Les fournisseurs de services mobiles doivent prouver que leurs techniciens ont deux ans d'expérience en présentant un contrat de travail ou une qualification technique appropriés. S'ils ne disposent pas de ces documents, ils peuvent suivre une formation en ligne.
Le site a-t-il besoin de SERMI si son opérateur mobile est agréé SERMI ?
Cela dépend de la personne qui effectue le travail nécessitant l'accès à des informations relatives à la sécurité. L'accès n'étant pas transférable, le technicien – et son réparateur – qui accède aux informations devra obtenir une autorisation. Si seul l'opérateur mobile accède aux informations, le site n'a pas besoin de SERMI, mais si un technicien du site accède aux informations, le site et le technicien en question devront obtenir une autorisation.
Déclaration de Phil Peace, directeur général (vice-président directeur) de Repairify
Grâce à notre présence en Europe, nous avons pu constater directement comment la directive SERMI a été mise en œuvre dans l'ensemble de l'UE. Nous constatons déjà que certains constructeurs automobiles interprètent la portée de la directive SERMI de manière plus large que d'autres, notamment en ce qui concerne les composants considérés comme liés à la sécurité. Dans certains cas, cela inclut les calculateurs électroniques et même des modules tels que les phares, dont la fonctionnalité est liée aux systèmes d'accès ou d'immobilisation des véhicules.
Cette variation met en évidence un défi majeur en matière de SERMI. Si la législation est claire dans son principe, elle laisse toutefois une certaine marge d'interprétation. Par conséquent, les constructeurs peuvent classer certaines activités de codage et de programmation comme faisant partie du processus de sécurité du véhicule, en particulier lorsque les calculateurs sont liés à l'immobilisation. Cela signifie que des réparations qui n'étaient traditionnellement pas considérées comme liées à la sécurité pourraient à l'avenir relever de la SERMI, mais cela pourrait varier d'un constructeur à l'autre.

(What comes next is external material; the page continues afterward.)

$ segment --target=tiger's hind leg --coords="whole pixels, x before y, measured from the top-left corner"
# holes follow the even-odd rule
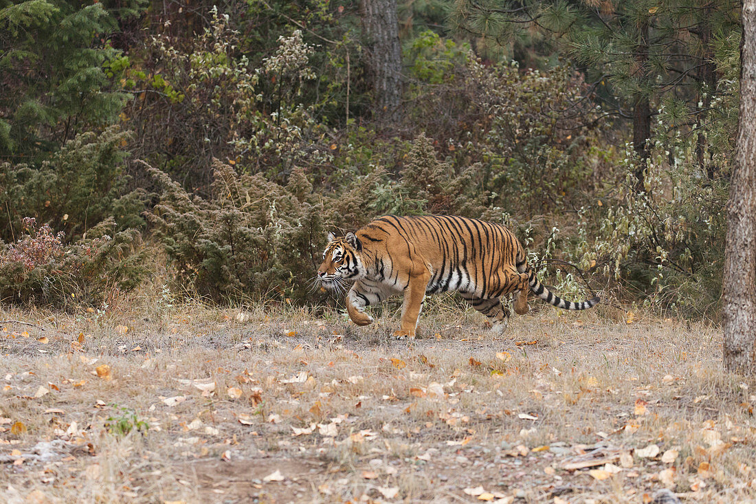
[[[498,297],[478,297],[472,294],[463,294],[462,297],[473,308],[485,315],[491,321],[491,330],[496,334],[503,332],[510,321],[510,310],[501,303]]]
[[[530,292],[530,284],[527,273],[520,273],[520,282],[517,290],[513,293],[515,303],[515,313],[517,315],[525,315],[530,311],[528,306],[528,293]]]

Les réparateurs doivent évaluer si l'enregistrement SERMI est nécessaire pour leur activité. Les carrossiers, en particulier, peuvent constater que les réparations quotidiennes impliquent de plus en plus souvent des composants classés par les constructeurs comme sensibles sur le plan de la sécurité, ce qui rend l'enregistrement indispensable.
Il est également important de préciser que SERMI n'impose aucune obligation légale aux VM de se conformer au Royaume-Uni. Cependant, étant donné que beaucoup ont déjà mis en œuvre SERMI à travers l'Europe, il y a peu de raisons de croire qu'ils ne prolongeraient pas cette approche ici. D'un point de vue pratique, de nombreux outils de diagnostic et de programmation sont déjà contrôlés de manière centralisée, ce qui rend l'alignement du Royaume-Uni relativement simple.
Sans aucun doute, le SERMI offre plusieurs avantages clés, notamment la cohérence, la réduction de l'incertitude et une véritable égalité de traitement entre les réparateurs agréés et indépendants.
Nous conseillons au secteur de considérer SERMI comme un atout stratégique. Ce programme inscrit clairement les réparations sensibles en matière de sécurité à l'ordre du jour, garantit qu'elles sont effectuées par des professionnels agréés qui répondent à des normes définies et contribue à créer des conditions plus équitables entre les réparateurs agréés et indépendants.